O presidente Luiz Inácio Lula da Silva cobrou nesta segunda-feira, 12, o fim das desconfianças da União Europeia em relação ao Brasil para a conclusão do acordo comercial entre o bloco e o Mercosul. Diante da presidente da Comissão Europeia, Ursula von der Leyen, Lula reclamou de potenciais sanções ao agronegócio brasileiro, previstas na proposta de compromisso ambiental adicional exigida pelos europeus, e na recente lei anti-desmatamento do bloco, que pode banir produtos agrícolas brasileiros do mercado.
Segundo ele, essa legislação trouxe “desequilíbrio” aos termos do acordo, cujas tratativas haviam sido concluídas em 2019, mas jamais foi assinado.
“Expus à presidente von der Leyen as preocupações do Brasil com o instrumento adicional ao acordo, apresentado pela União Europeia em março deste ano, que amplia as obrigações do Brasil e o torna objeto de sanções em caso de descumprimento. A premissa que deve existir entre parceiros estratégicos é a de confiança mútua, e não de desconfiança e sanções”, afirmou Lula.

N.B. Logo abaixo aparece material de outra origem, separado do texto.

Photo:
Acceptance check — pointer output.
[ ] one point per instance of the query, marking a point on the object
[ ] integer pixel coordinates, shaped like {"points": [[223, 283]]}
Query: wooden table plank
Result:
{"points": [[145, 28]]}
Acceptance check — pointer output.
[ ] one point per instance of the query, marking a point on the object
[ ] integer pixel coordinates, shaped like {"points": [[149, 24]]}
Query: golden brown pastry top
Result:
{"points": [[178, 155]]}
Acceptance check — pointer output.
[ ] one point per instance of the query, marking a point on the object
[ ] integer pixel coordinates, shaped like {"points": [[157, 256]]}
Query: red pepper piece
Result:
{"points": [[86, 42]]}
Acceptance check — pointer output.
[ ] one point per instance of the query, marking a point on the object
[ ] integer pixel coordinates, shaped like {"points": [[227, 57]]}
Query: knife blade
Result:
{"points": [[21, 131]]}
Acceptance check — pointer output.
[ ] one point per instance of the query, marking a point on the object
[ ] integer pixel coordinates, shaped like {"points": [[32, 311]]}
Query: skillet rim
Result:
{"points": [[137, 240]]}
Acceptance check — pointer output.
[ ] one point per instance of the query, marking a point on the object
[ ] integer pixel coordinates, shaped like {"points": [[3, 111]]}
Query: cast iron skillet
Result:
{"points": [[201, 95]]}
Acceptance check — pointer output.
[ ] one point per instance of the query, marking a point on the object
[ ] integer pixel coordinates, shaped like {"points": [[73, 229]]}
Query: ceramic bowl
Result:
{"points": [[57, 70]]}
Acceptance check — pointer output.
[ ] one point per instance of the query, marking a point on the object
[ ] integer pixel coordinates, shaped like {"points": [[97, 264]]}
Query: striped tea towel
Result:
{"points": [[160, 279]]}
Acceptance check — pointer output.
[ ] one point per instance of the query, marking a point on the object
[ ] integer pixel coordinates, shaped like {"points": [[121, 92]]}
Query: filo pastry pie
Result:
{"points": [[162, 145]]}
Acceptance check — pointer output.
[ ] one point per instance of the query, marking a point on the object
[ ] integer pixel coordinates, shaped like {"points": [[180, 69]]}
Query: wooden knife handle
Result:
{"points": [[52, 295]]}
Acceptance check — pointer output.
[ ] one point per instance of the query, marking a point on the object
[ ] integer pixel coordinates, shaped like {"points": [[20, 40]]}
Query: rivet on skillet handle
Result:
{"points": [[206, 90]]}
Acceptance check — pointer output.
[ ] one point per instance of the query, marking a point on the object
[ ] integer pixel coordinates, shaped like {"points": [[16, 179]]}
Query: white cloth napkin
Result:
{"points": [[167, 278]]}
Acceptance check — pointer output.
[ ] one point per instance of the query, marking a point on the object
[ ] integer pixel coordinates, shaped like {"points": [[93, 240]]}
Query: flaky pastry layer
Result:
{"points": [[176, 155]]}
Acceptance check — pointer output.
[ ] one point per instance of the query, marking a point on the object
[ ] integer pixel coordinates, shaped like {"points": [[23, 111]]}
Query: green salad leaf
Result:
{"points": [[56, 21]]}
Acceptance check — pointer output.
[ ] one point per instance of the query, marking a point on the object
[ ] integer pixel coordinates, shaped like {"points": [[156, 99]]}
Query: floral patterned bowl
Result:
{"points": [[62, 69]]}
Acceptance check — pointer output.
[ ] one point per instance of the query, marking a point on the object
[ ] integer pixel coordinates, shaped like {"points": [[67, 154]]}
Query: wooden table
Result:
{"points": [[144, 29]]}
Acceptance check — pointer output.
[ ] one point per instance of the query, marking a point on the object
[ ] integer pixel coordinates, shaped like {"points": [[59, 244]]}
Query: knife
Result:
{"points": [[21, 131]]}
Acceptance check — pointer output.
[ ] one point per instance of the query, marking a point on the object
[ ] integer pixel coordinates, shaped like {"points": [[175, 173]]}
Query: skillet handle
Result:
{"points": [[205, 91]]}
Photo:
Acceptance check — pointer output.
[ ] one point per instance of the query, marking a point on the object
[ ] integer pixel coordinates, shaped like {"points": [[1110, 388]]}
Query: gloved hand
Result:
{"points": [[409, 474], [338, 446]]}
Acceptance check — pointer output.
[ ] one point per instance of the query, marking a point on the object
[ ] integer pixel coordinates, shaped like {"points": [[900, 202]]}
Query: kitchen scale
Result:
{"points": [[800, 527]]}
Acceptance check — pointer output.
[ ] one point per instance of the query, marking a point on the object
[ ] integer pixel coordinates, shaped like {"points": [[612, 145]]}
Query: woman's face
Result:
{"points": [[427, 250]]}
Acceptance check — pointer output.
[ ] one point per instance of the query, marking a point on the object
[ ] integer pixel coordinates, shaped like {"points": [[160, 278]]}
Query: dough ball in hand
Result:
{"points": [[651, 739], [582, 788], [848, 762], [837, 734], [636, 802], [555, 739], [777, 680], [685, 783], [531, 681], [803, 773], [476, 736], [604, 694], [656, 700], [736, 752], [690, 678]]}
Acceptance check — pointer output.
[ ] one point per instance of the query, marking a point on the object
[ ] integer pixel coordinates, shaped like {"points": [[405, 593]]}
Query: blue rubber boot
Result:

“Em paralelo, a União Europeia aprovou leis próprias com efeitos extraterritoriais e que modificam o equilíbrio do acordo. Essas iniciativas representam restrições potenciais às exportações agrícolas e industriais do Brasil”, completou o presidente.
Há grande vantagem para ambos os lados, o acordo vai criar as condições corretas para que flua o investimento, vai respaldar a reindustrialização do Brasil, vai ajudar a integrar nossas cadeiras de suprimento e aumentar a competitividade de nossas indústrias globalmente, criando bons empregos no Brasil. Compartilhamos a mesma visão sobre a luta contra mudança climática e com relação a direitos trabalhistas.”
Von der Leyen disse que a União Europeia aguarda a resposta do Mercosul aos compromissos adicionais apresentados e está disposta a ouvir as razões dos países sul-americanos: “Esse acordo é mais do que um acordo comercial, é uma plataforma para o diálogo, um engajamento de longo prazo. Nós mandamos uma carta (side letter) com instrumento adicional e aguardamos ansiosamente sua resposta. Estamos abertos a ouvi-los, para saber o que pode ser melhorado, onde temos que dar um passo em direção um ao outro. Esperamos que até o fim do ano concluamos o acordo”.
Anunciada em 2019, ainda no governo Jair Bolsonaro, a carta paralela sobre matéria ambiental foi apresentada ao Mercosul somente em março. O governo Lula e demais países-sócios da região protestaram contra as exigências. O documento é chamado de side letter e está sendo revisado no País e pelos vizinhos para apresentação de uma contraproposta comum a Brasil, Paraguai, Uruguai e Argentina.
Ao receber a presidente da Comissão Europeia no Palácio do Planalto, o presidente voltou a dizer que vai manter o fomento à indústria nacional, por meio da política de compras públicas.
A quebra da reserva de mercado, com a abertura das compras governamentais aos produtos fabricados na Europa, é tratada num capítulo já negociado do acordo, mas que o Brasil deseja rever. Lula já disse que se os europeus não desistirem, “não tem acordo”.
No entanto, integrantes do governo admitem que isso significaria uma reabertura das negociações, o que pode inviabilizar por completo negociações que duram mais de 20 anos.
“O Brasil manterá o poder de conduzir políticas de fomento industrial por meio de instrumento de compras públicas”, afirmou Lula, referindo-se à necessidade de reindustrializar a economia brasileira.
O presidente argumentou que a Europa e Estados Unidos voltaram a fazer programas milionários de subsídio e que reconhecem, após o que chamou de ciclos de “liberalismo exagerado”, a importância do Estado nas políticas industriais.
Ucrânia
Ao lado da líder da Comissão Europeia, cujos países apoiam com armamentos a defesa e a contraofensiva da Ucrânia na guerra contra a invasão russa, Lula defendeu “mais diplomacia e menos intervenções armadas” e lembrou dos votos do Brasil nas Nações Unidas contra a ação unilateral de Moscou. O presidente brasileiro cobrou atenção também a outros conflitos no mundo, sem “seletividade”, citando a Palestina e o Iêmen.
“Reiterei nosso empenho em busca da paz, evitando a escalada da guerra e do uso da força e seus riscos incalculáveis. Não há solução militar para esse conflito”, disse Lula.
Ursula von der Leyen, por sua vez, disse que todos os planos de paz na mesa devem ser discutidos pela comunidade internacional, com destaque para a “fórmula da paz”, proposta pela Ucrânia. Ela afirmou ainda que o Brasil terá papel de destaque por assumir a presidência do G-20 e que poderá contar com apoio total da Europa. Segundo ela, o País poderá ajudar a encontrar uma paz “justa, abrangente e duradoura”.